When the STL Isn't Enough: Adding Perl to Your C++ Applications

Ken Fox
fox@vulpes.com

April 29, 1998

Introduction

The paper introduces a library, libperl++, which provides a safe, simple and complete interface to an embedded perl interpreter. What's that you ask? An embedded perl interpreter is the same perl engine that normally runs your Perl scripts, but it's running inside your application instead of in a separate process. Big deal you say? Imagine all the things you've been doing (or avoiding) in your C++ applications that are trivial in Perl. Imagine all of the reusable modules in CPAN that you've never been able to use with C++. Imagine how nice it would be to extend your applications with macros written in Perl. Embedded perl makes all this possible.

The only catch is that embedded perl uses a complex API for communicating with your application. You've got to understand the API before you can start using embedded perl. That's why libperl++ was developed. It makes using embedded perl much easier and safer. It also throws in quite a bit of support for common idioms such as using Perl as your application configuration system or macro language.

The core of libperl++ consists of a set of classes and templates that "wrap" perl data and completely insulate your application code from the perl internals. The wrappers provide you several benefits over just using the perl internals directly:

Wrappers eliminate a large number of programming errors by enforcing that the wrapped perl objects are used according to the perl API.
Wrappers simplify integrating perl with your application by providing nice syntax and many convenient methods.
Wrappers enable transparent mixing of built-in C++ data and perl data, including using perl's arrays and hashes to hold C++ data.
Wrappers reduce name conflicts when using perl by avoiding the inclusion of the perl header files into your application code.

The rest of libperl++ consists of: a class that interfaces with the perl interpreter itself; some helper classes for dealing with special Perl features like regular expressions; classes for implementing XS routines; macros and templates for making your C++ objects available to Perl code; and some support code for common uses of the library.

Getting Perl To Do Something

The most basic thing the library does is allow you to ask the perl interpreter to evaluate a chunk of Perl code. You'd expect something this basic to be simple. It is. Here is a complete program:

  #include 

  int main () {
    wPerl perl;
    perl.eval("print q(Hello, world!\n)");
    return 0;
  }

The class wPerl handles the overhead of starting, initializing and stopping the interpreter. The eval() method takes a chunk of Perl code and asks perl to run it. The result is then returned back to C++. (In this example the return value is ignored.)
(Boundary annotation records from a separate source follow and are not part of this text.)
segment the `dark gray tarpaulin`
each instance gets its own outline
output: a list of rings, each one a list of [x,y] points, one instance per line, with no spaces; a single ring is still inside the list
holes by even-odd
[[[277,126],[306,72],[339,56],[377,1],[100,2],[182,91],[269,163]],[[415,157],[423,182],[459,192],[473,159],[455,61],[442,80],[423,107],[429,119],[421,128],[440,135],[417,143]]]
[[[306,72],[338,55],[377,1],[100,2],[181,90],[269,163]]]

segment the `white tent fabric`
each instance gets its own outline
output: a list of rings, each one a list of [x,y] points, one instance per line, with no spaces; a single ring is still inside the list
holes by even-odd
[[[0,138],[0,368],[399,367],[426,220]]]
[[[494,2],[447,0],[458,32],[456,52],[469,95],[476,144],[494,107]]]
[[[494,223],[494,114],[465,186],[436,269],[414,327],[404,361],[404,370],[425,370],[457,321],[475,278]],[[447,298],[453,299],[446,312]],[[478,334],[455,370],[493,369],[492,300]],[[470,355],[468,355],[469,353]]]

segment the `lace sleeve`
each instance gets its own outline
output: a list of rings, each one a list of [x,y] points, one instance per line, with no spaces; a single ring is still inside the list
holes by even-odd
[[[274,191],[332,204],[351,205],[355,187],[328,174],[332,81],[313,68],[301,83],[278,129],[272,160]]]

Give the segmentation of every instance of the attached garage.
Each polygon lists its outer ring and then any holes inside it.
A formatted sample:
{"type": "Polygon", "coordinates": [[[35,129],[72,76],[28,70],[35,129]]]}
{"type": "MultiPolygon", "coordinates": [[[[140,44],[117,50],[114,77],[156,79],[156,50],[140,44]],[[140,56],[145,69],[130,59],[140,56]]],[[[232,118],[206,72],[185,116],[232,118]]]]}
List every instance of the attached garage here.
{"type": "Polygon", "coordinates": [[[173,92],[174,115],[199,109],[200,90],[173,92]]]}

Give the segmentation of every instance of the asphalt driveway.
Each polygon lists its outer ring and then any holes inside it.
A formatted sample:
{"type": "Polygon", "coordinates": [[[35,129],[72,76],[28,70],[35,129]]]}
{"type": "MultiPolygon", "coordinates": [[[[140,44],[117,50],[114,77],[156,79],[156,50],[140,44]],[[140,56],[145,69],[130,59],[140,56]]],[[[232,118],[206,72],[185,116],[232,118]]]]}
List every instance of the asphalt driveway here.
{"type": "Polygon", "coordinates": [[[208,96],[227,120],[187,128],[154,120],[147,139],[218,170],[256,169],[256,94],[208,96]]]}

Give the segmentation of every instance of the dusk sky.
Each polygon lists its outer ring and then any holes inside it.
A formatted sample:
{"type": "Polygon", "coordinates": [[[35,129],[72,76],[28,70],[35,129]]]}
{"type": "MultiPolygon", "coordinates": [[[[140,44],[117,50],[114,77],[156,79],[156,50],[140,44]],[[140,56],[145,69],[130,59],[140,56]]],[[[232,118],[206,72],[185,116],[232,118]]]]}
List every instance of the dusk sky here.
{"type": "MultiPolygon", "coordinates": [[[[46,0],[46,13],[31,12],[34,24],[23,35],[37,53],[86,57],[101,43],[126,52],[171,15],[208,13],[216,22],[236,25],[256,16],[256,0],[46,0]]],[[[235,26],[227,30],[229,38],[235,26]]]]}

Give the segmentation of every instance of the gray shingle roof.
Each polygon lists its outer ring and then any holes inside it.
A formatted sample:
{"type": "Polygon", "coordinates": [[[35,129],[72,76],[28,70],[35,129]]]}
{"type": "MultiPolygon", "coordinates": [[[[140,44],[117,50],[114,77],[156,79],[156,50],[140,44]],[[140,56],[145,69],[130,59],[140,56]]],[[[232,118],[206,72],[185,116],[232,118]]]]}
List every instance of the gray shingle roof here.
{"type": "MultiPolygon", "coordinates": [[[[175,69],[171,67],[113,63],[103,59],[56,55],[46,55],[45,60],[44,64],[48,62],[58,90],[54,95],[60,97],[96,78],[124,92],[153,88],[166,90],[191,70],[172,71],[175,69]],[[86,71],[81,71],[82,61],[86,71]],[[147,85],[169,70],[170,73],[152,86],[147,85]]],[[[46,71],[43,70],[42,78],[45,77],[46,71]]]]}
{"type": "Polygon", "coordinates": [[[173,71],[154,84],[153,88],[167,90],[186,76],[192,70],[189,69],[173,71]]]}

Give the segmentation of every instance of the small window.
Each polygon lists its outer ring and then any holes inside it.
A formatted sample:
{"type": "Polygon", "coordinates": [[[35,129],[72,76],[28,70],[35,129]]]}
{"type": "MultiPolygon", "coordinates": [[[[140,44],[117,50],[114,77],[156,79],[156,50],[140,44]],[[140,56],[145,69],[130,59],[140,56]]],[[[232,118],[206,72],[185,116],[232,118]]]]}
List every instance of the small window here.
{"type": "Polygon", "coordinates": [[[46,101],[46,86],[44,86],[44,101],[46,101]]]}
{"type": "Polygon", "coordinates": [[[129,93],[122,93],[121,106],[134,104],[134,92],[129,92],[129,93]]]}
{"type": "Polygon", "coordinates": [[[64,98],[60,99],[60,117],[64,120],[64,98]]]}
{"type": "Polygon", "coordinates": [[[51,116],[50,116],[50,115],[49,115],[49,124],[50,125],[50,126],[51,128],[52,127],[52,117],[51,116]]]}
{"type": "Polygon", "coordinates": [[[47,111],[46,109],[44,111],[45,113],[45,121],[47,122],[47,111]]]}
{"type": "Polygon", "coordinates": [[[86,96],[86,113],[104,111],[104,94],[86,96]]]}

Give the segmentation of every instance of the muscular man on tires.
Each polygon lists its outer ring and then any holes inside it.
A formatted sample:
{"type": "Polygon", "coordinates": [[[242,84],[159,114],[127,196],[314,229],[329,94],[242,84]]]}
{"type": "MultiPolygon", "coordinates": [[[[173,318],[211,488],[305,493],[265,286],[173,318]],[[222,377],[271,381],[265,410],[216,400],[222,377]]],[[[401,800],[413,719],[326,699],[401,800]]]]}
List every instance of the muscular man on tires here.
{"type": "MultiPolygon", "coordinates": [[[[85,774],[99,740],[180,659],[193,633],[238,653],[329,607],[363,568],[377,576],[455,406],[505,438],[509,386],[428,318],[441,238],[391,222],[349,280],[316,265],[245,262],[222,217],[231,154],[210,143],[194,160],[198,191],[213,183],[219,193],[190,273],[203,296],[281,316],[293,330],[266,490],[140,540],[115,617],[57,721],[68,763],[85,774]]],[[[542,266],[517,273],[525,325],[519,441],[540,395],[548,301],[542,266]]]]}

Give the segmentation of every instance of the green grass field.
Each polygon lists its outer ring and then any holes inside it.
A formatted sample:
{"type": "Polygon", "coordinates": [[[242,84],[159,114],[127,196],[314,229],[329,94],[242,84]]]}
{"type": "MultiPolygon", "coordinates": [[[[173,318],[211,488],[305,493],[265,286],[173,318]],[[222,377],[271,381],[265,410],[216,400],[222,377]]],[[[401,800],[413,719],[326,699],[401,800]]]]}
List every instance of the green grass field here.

Here's a more complex, useful example:

  #include 
  #include 

  int main () {
    wPerl perl;
    perl.use("LWP::Simple");

    wPerlScalar getstore = perl.subroutine("getstore");

    getstore("ftp://ftp.sunet.se/pub/lang/perl/CPAN/src/latest.tar.gz",
             "perl.tar.gz");

    cout << "fetched latest perl release as perl.tar.gz\n";
    return 0;
  }

This example was taken from the libwww module cookbook. None of the return values are checked so the code is not robust, but it does demonstrate several of the key features of libperl++. For the rest of this document, only program fragments will be shown, not complete working examples.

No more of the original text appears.